Emulsified Biodiesel


Emulsified Biodiesel (EBD) can be direct substitutes in most diesel and biodiesel applications including, compression ignition engines (high, medium and low speed diesel engines), combustion turbines, furnaces and boilers. The water content of AET’s EBD will vary depending on its application and the original amount of biodiesel concentration with the diesel. However, the overall water and additive contents are similar to AET’s DOE technology.

Biodiesel is a clean burning alternative fuel derived from renewable sources and is the only alternative fuel to have a complete evaluation of emission reductions and health effects compared with traditional diesel fuel and submitted to the United States Environmental Protection Agency (USEPA) under the Clean Air Act.

Despite the various benefits, a major hurdle for commercialization of biodiesel blends is the problem of elevated NOx emissions. USEPA studies have shown increases in NOx emissions of 2% and 10% from utilizing B-20 (an emulsified biodiesel) and B-100 (pure biodiesel), respectively.



Biodiesel is a fast-growing component of the transportation fuels sector. Biodiesel production in the U.S. for example, increased from 500,000 gallons in 1999 to an estimated 75 million gallons in 2005. The growth in the production and consumption of biodiesel and biodiesel blends is being driven by both environmental and petroleum supply concerns:

  • Use of biodiesel is a means of reducing dependence on imported oil and extending diesel fuel supplies.
  • Biodiesel is an environmentally friendly alternative to regular diesel fuel, reducing PM emissions that are a major health concern worldwide.
  • Biodiesel also reduces carbon monoxide (CO) and hydrocarbon (HC) emissions.

AET’s biodiesel emulsions take advantage of the natural ability of biodiesel to reduce PM emissions, while reducing higher NOx emissions that typically increase with biodiesel. A study conducted by the USEPA illustrates these trends (refer to Figure 1 below). Testing reported by the Society of Automotive Engineers (SAE) and “proof of concept” testing have confirmed that emulsified B-20 can reduce NOxemissions below the Ultra-low sulfur diesel (ULSD) baseline.

AET is on the cutting edge of tailoring its additive technology to biodiesel feedstocks, optimizing performance and emissions benefits as well as creating the ability to mix higher volumes of the biodiesel with the diesel. Many parties involved in the fuel distribution chain consider biodiesel traditional fuels instead of what they are – chemicals.

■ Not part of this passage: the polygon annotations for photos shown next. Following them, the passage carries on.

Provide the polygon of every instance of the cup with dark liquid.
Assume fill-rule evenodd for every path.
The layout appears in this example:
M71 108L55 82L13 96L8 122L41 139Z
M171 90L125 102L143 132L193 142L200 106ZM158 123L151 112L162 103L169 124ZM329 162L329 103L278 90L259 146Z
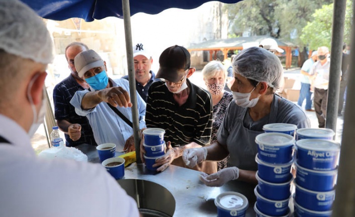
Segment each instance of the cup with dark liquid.
M125 176L125 159L123 158L109 158L104 161L102 164L115 179L120 179Z
M96 150L98 150L100 161L102 162L108 158L115 157L116 144L113 143L105 143L98 146Z

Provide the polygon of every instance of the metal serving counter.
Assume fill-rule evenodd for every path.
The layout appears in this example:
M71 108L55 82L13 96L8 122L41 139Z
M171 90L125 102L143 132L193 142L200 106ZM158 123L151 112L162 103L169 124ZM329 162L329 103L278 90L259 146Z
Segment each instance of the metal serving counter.
M82 144L76 147L85 154L89 162L100 163L95 147ZM121 153L117 153L116 156ZM245 196L249 202L246 217L255 216L253 210L256 197L255 185L236 180L231 181L220 187L210 187L199 180L200 172L173 165L157 173L147 170L144 164L135 163L125 170L124 179L141 179L161 185L174 197L176 204L174 217L216 216L217 209L215 198L220 193L234 191Z

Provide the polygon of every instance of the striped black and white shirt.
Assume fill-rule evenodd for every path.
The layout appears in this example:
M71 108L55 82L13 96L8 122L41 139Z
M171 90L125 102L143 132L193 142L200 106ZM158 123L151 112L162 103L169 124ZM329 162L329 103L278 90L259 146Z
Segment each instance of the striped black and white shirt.
M148 91L145 121L148 127L165 130L164 140L172 147L192 142L204 146L210 144L213 111L211 94L191 83L186 102L181 106L163 82L153 83Z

Because AET has built its technology around chemical, mechanical and combustion sciences, it is well suited to work with any member of the biodiesel distribution chain to help the ultimate customers achieve their overall combustion objectives. Technically, AET has developed proprietary additive packages that keep biodiesel emulsions stable and also incorporate elements to address several problems inherent with biodiesel. In fact, AET’s technology includes chemicals that activate the biodiesel to chemically support the overall emulsification system.

Most technologies reduce either NOx or PM, but emulsified biodiesel will allow diesel fleet operators to reduce both with one technology. In addition, AET intends to partner with other technologies to combine emulsified fuels with retrofit hardware such as diesel oxidative catalysts to achieve maximum emission reductions created by specific synergies from emulsions.

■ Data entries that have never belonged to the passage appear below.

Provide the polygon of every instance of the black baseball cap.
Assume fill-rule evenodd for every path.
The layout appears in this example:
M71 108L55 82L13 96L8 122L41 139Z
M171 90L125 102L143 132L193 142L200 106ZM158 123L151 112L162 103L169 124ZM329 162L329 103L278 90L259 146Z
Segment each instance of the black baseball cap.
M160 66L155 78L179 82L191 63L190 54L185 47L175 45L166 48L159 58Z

Biodiesel for heavy-duty highway engines

Source: California Energy Commission and US Environmental Protection Agency

AET has obtained a developmental fuel waiver from the State of California allowing the sale and distribution of EBF in the state as an experimental fuel.


Market Potential

European countries can be viewed as a template for future biodiesel production and consumption in the U.S., because biodiesel has been widely used in Europe for more than a decade. Figure 2 illustrates that growth in European biodiesel consumption has risen dramatically over the past several decades.

Figure 2: Historical Biodiesel Consumption in Europe

Source: EUROBSERV’ER & Biofuels Partners (ERTC 2005)

The use of biodiesel is growing exponentially in many regions of the world, particularly in Europe, South America and the United States. In Europe, the production of biodiesel exploded five-fold to 800 million gallons in 2005 from 1999 volumes. While the United States lags behind Europe in total volume produced, recent political and regulatory changes are expected to dramatically boost the 2005 volumes of only 75 million gallons.

At the same time, there is growing concern about NOx pollution that contributes to the formation of ozone and urban smog. California has mandated NOx reductions in numerous fleets and will be expanding those regulations in 2010 to off road fleets. Biodiesel increases NOx emissions (based on numerous reports including those published by the USEPA) so governing authorities in the US have hesitated to recognize biodiesel formally until more data is gathered and analyzed. AET is uniquely positioned to offer regulators and fleet operators a technology that solves the biodiesel NOx problem while helping them meet the goal of increasing the use of low carbon fuels, such as biodiesel.


1) These NOx increases are further illustrated through a National Biodiesel Board “Emissions Calculator,” which can be found at:  Emulsified Biodiesel Webpage.  The calculator allows biodiesel users to determine percentage increases in NOx for a given biodiesel blend, i.e. B-20, B-50.